Mary fait « oui » de la tête avant de reprendre le collier qu’elle confectionnait. Un silence.
Mary
Pourquoi, m’appelez-vous Mary la blanche ?
Halona
As-tu vu la pâleur de ton visage dans le reflet de l’eau ? Approche-le du mien au dessus de ce vase ? (Elle attire Mary à elle et colle son visage contre le sien.) Mary la blanche. Qui de nous deux est la plus pâle ?
Les filles rient ensemble tout en s’amusant de leurs reflets dans l’eau.
Alan
(Son regard se perd du côté des filles qui s’amusent. Il sourit.)
Elles s’entendent bien à présent. Regardez-les rire et jouer. De vraies amies…
Jolan
Des soeurs. Quand les filles vivent ainsi ensemble, elles ne sont pas de simples amies mais tout comme des soeurs de même sang.
Lenno
Et toi ? As-tu la même impression ? Sommes-nous devenus comme des frères pour toi ? Ou doit-on croire que les enfants de visages pâles sont tous aussi menteurs et faux que leurs pères ?
Sahale
(En se dressant face à Lenno.)
Qu’est-ce qu’il te prend de lui parler ainsi ? On ne l’a pas obligé de rester sous le ttipi avec nous. Crois-tu que de faux-frères vivraient sous la même tente ?
Lenno
Ils sont nos prisonniers depuis que nous les avons sauvés.
Yuma
(En posant sa main sur la poitrine de Lenno en signe d’avertissement.)

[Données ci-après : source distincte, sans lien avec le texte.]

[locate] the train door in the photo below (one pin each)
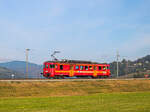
(95, 71)
(71, 71)
(52, 69)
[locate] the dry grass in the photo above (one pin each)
(46, 89)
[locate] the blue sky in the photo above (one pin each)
(81, 29)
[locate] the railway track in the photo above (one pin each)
(63, 80)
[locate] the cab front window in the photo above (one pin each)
(52, 66)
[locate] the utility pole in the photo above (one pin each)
(27, 52)
(118, 63)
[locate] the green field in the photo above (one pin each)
(110, 102)
(82, 96)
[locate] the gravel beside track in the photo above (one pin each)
(63, 80)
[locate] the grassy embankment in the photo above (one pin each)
(99, 96)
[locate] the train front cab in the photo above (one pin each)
(48, 70)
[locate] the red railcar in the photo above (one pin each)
(70, 68)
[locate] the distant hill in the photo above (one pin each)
(20, 66)
(136, 68)
(7, 74)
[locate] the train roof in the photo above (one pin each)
(74, 62)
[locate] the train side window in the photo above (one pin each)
(107, 67)
(76, 67)
(61, 67)
(46, 66)
(86, 67)
(81, 67)
(100, 68)
(56, 66)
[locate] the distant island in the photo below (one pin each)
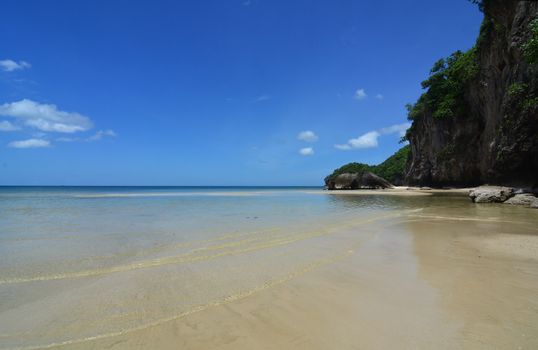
(477, 121)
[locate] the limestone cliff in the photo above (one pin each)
(481, 126)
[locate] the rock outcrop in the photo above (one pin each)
(492, 135)
(505, 195)
(491, 194)
(353, 181)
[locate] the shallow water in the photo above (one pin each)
(79, 264)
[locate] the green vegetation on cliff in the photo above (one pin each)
(392, 169)
(445, 86)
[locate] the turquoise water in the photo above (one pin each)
(85, 263)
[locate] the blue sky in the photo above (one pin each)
(227, 92)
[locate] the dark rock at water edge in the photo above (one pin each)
(493, 135)
(353, 181)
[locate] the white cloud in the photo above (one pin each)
(7, 126)
(307, 136)
(307, 151)
(397, 128)
(10, 65)
(360, 94)
(370, 139)
(30, 143)
(262, 98)
(343, 147)
(100, 134)
(45, 117)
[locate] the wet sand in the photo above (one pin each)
(421, 281)
(422, 272)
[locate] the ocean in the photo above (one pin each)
(84, 264)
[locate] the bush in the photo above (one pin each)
(392, 169)
(530, 48)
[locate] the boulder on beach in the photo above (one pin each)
(491, 194)
(522, 199)
(353, 181)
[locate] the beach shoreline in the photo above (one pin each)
(415, 269)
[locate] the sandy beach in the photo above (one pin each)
(431, 271)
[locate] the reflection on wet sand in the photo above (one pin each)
(405, 272)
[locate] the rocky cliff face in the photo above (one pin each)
(493, 137)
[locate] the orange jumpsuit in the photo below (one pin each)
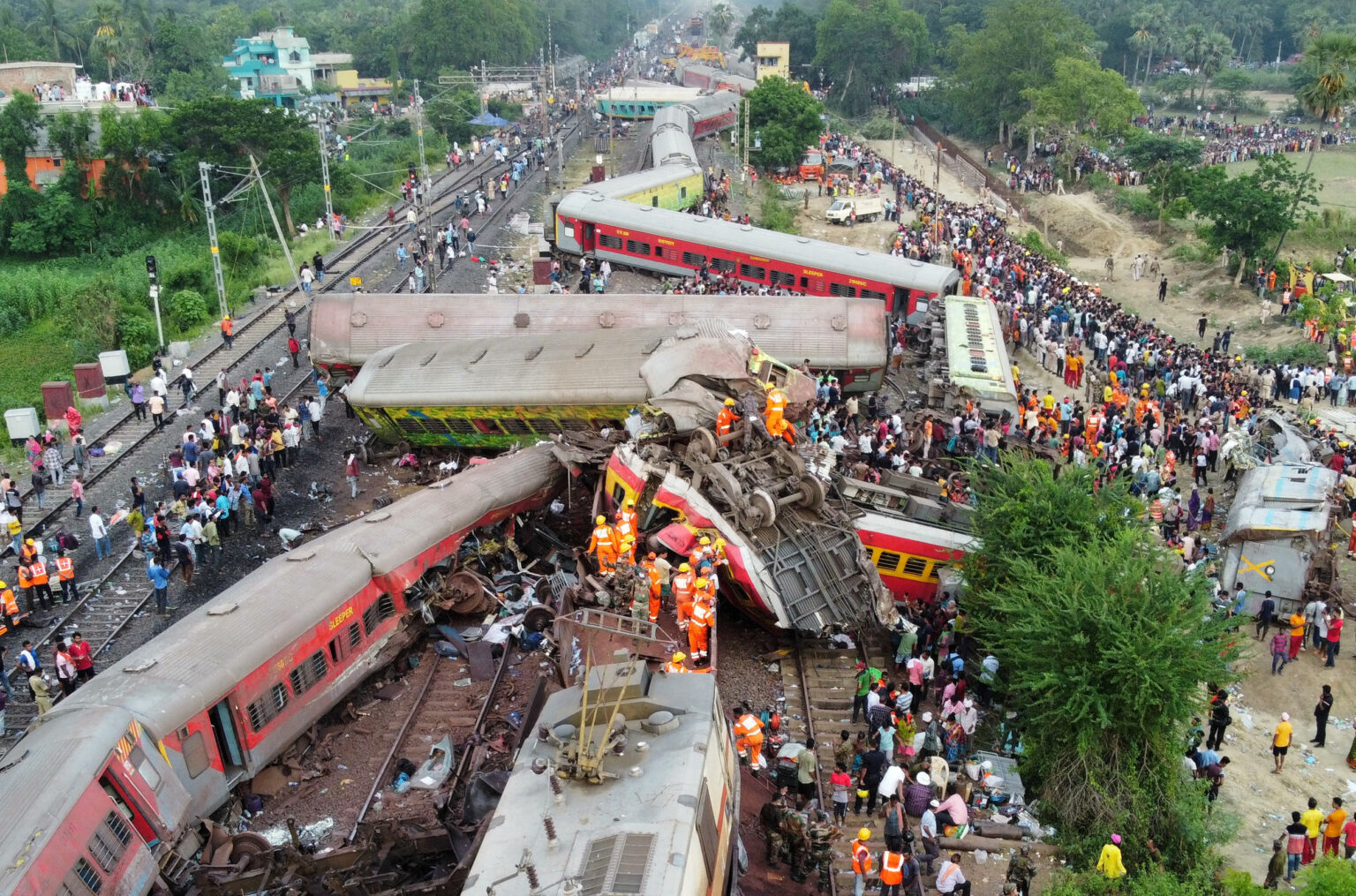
(604, 546)
(698, 628)
(749, 738)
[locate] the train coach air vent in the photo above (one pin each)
(660, 723)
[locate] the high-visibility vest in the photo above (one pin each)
(893, 868)
(860, 858)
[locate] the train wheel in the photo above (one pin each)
(812, 493)
(759, 513)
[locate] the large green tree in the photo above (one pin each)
(867, 46)
(1247, 213)
(1104, 647)
(786, 119)
(991, 70)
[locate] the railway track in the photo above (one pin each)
(819, 682)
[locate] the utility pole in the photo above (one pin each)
(324, 174)
(204, 172)
(282, 237)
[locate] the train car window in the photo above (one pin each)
(308, 674)
(195, 754)
(887, 561)
(85, 878)
(707, 832)
(544, 425)
(141, 762)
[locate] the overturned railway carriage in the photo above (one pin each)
(108, 787)
(842, 335)
(680, 245)
(520, 389)
(659, 819)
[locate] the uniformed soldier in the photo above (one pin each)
(1021, 870)
(771, 817)
(797, 842)
(822, 835)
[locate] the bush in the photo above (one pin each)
(187, 309)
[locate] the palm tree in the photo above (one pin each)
(1330, 83)
(108, 33)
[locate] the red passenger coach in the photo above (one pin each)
(681, 245)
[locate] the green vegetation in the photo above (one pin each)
(784, 119)
(1105, 648)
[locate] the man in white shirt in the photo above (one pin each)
(951, 878)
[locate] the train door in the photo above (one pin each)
(129, 807)
(228, 742)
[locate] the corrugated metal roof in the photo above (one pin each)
(783, 247)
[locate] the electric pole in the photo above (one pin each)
(204, 171)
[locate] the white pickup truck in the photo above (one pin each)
(868, 209)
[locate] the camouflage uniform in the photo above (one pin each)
(772, 817)
(797, 843)
(822, 835)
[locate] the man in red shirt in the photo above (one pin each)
(81, 658)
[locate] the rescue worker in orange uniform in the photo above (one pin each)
(860, 861)
(726, 419)
(67, 575)
(655, 587)
(774, 411)
(698, 627)
(38, 576)
(749, 736)
(675, 663)
(681, 586)
(604, 546)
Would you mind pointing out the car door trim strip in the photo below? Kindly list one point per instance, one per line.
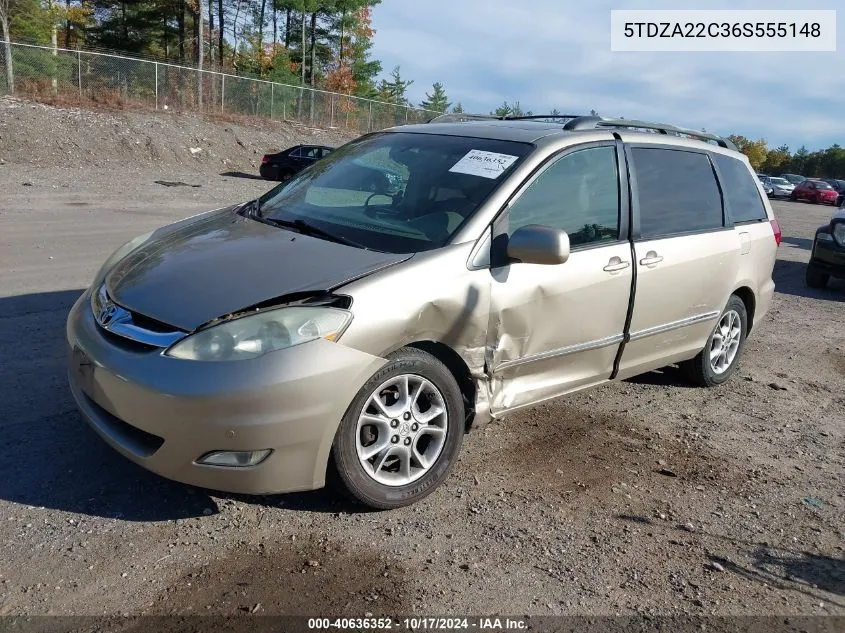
(674, 325)
(562, 351)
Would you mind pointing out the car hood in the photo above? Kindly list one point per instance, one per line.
(194, 271)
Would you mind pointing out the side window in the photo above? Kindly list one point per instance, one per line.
(739, 189)
(677, 192)
(578, 193)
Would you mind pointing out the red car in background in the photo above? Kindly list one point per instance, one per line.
(816, 191)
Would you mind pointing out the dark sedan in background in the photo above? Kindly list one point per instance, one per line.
(288, 162)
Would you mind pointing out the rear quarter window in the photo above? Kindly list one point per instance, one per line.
(677, 192)
(739, 189)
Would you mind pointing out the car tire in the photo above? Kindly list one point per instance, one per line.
(725, 339)
(815, 278)
(395, 476)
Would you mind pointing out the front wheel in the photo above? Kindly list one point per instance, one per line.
(720, 356)
(402, 433)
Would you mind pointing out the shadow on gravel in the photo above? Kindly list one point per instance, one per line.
(325, 500)
(48, 456)
(794, 571)
(241, 174)
(670, 376)
(303, 577)
(781, 568)
(789, 280)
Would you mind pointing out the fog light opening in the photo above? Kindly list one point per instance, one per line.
(234, 459)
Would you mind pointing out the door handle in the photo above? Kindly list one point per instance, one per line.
(651, 259)
(615, 265)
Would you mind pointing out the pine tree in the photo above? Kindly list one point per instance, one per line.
(395, 89)
(437, 101)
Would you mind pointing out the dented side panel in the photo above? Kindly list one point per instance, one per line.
(433, 297)
(554, 329)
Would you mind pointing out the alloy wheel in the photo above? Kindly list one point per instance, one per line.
(401, 430)
(725, 342)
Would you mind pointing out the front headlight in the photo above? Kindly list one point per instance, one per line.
(839, 233)
(255, 335)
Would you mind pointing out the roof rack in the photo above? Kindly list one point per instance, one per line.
(663, 128)
(461, 117)
(582, 122)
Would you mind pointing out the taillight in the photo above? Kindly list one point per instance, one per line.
(776, 229)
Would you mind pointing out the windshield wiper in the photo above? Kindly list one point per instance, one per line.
(251, 209)
(309, 229)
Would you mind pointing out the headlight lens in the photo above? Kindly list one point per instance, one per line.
(258, 334)
(839, 233)
(99, 296)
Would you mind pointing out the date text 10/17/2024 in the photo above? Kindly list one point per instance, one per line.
(493, 624)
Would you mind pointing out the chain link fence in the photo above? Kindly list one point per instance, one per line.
(81, 77)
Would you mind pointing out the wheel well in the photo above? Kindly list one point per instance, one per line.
(747, 296)
(458, 368)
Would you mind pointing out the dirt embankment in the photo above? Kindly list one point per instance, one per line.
(54, 138)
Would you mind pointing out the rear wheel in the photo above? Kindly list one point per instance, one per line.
(402, 433)
(720, 356)
(815, 278)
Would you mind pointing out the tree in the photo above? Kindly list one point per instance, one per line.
(503, 110)
(5, 7)
(756, 151)
(395, 89)
(437, 101)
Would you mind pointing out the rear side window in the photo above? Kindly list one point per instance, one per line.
(740, 191)
(677, 192)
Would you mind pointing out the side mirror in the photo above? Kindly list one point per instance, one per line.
(536, 244)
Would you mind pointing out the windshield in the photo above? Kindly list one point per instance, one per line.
(397, 192)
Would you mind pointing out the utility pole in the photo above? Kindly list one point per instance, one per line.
(200, 54)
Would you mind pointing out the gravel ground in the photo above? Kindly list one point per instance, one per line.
(644, 496)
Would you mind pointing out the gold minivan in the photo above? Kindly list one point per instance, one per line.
(354, 322)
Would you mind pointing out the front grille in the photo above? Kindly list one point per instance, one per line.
(133, 439)
(118, 321)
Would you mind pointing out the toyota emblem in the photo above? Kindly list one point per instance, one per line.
(107, 313)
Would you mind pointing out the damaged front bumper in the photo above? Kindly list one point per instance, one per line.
(164, 413)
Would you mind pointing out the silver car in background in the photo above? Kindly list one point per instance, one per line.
(778, 187)
(331, 332)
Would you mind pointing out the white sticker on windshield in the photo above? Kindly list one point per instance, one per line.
(484, 164)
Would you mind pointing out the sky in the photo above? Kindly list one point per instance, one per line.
(556, 54)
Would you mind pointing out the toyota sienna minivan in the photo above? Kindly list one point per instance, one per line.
(353, 323)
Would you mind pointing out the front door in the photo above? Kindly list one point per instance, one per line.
(557, 328)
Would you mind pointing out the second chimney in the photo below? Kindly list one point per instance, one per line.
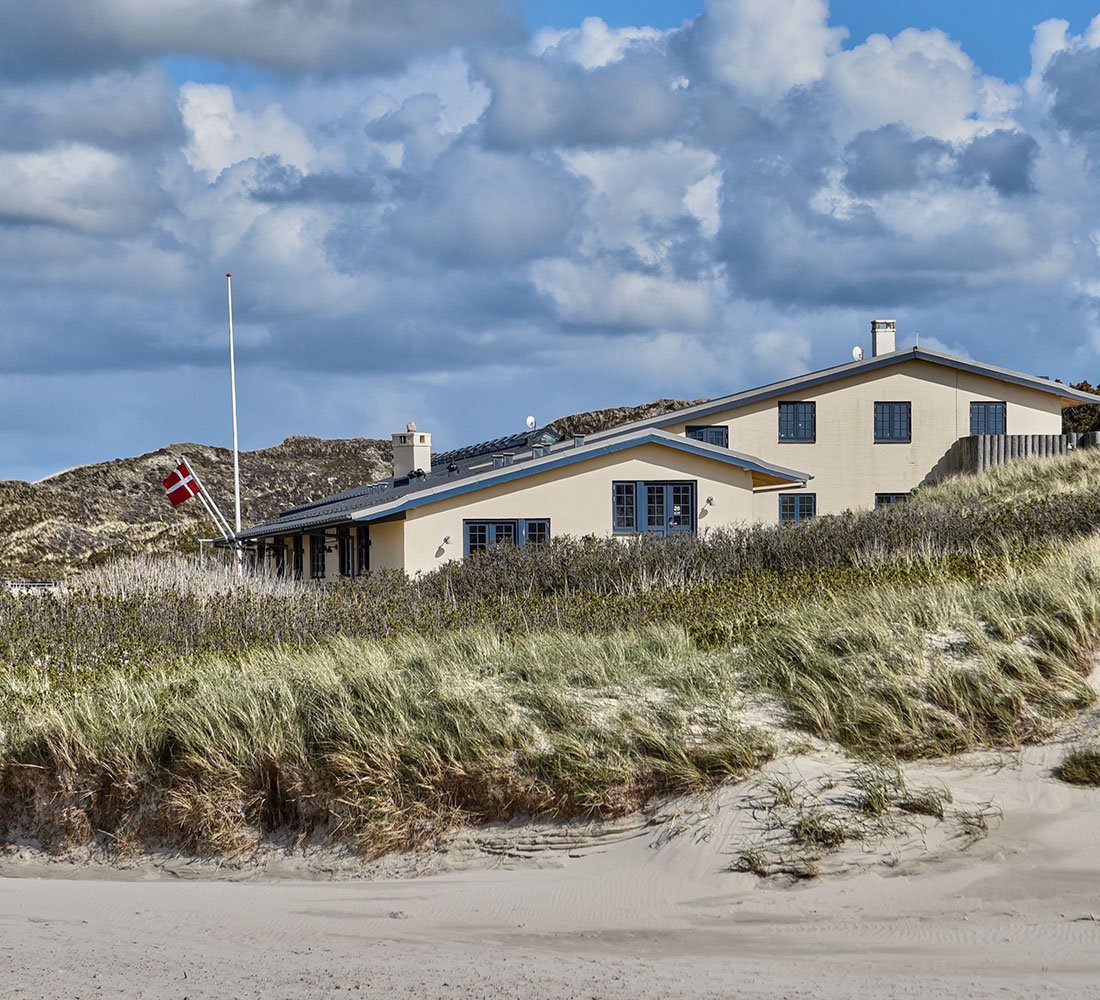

Ils ne sont plus prisonniers depuis longtemps. Tu n’as rien compris. Celui qui partage avec nous la langue que nous parlons et la même viande rôti sous le même ttipi est un frère des hommes de la vallée. (Il pousse un peu Lenno qui ne réagit pas puis se tourne vers Alan.) Toi et ta soeur pouvaient repartir quand vous le voulez. Vous êtes libres comme nous. La belle saison sera là bientôt et nous aussi nous sortirons pour que la nature nous donne enfin un nom. (Il s’éloigne et s’assoit à l’écart, le regard dans le vide de ses pensées.)
Jolan
(En se rapprochant d’Alan discrètement.)
Ne t’inquiète pas. Il n’est pas en colère mais notre frère ainé n’aime pas les personnes qui parlent sans réfléchir.
Wapi
Il n’était encore qu’un tout petit enfant qu’il montrait déjà un caractère très fort.
Waban
Tout jeune, il était tellement têtu qu’on le surnommait déjà « nata tunka », tête de pierre. Mais ce ne sera sûrement pas son vrai nom.
Alan
Et quel sera son vrai nom ? C’est vrai que vous tous n’avez pas encore de nom ? Nous, nous sommes baptisés dès la naissance.
Wapi
Vos pères sont des fous ou des mauvais esprits. Seule la nature a le don de nommer les choses car elle seule donne la vie.
Waban
Si notre mère nature n’était pas là, nul ne serait vivant et la terre serait sèche, froide et morte.
Soudain des branches craquent à l’extérieur. Pendant qu’on tente de cacher Alan et Mary, Jolan s’est précipité à l’entrée du ttipi. Mais il est trop tard, un adulte sioux est entré sous la tente. Les enfants ne bougent plus. Un silence lourd pèse sur l’atmosphère ambiante. Halona se place devant Mary pour la protéger.